Blaireau.jpgDans un article du Figaro sur le marché publicitaire (25 avril 2015), on dit que "la télévision et le digital soutiennent le marché", que "le search est le principal soutien de la hausse", qu'en revanche "le display se comporte comme les médias classiques, orientés à la baisse", qu'il faut "intéresser les annonceurs en-dehors du prime time", que "les responsables marketing mesurent aussi le poids de leurs médias propriétaires"... Là je m'arrête car cette dernière phrase était non seulement en français (encore que...) mais compréhensible. Un comble. Le journaliste s'est dit qu'on allait le prendre pour un blaireau, alors il a ajouté entre parenthèses "owned media" ! Et comme ça emmêlait tout, il a conclu la phrase par "c'est-à-dire de leurs propres supports" !

Pardonnez-leur car ils ne savent pas ce qu'ils font.

Et là-dessus, le 10 mai 2015 (c'est fortuit, bien sûr), le fidèle FPY me fait part de sa rage face à la profusion de films proposés en version originale, sous-titrés en français.

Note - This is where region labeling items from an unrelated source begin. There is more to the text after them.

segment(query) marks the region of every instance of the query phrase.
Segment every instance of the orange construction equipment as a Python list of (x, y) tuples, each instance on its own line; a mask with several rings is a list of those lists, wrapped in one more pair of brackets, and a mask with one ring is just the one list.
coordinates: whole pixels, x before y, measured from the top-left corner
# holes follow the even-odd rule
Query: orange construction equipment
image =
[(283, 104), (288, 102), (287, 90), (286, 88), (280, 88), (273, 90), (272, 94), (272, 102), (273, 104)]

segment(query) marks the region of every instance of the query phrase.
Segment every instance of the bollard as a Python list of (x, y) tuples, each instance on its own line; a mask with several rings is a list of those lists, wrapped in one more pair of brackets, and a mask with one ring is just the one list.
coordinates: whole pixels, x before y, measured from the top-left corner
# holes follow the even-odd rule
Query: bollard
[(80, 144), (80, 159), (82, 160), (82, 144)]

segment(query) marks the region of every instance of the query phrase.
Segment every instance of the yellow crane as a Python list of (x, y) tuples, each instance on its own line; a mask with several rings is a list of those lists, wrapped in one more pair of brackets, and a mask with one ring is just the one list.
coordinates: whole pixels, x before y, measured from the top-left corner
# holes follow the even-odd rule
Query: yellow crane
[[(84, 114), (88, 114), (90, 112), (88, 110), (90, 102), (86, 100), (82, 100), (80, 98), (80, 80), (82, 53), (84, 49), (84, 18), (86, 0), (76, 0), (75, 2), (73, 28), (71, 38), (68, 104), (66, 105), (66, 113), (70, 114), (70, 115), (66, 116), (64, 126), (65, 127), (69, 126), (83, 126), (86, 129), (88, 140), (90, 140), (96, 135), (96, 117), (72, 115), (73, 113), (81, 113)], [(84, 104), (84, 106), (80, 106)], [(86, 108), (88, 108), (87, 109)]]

Son raisonnement est assez subtil, accrochez-vous. Il rage parce que les sous-titres gâchent l'image et distraient le spectateur. Il trouve que se précipiter pour voir les films en VO n'est que snobisme parisien et ne met aucunement "dans l'ambiance". Il a des chiffres : le film "Les jardins du roi", dont l'action se passe à Versailles sous Louis XIV, était présenté à Paris, dans 20 salles ; 18 en VO et 2 en VF !

Il réclame donc des dialogues (doublés) en français, qui, selon lui, sont la plupart du temps de qualité.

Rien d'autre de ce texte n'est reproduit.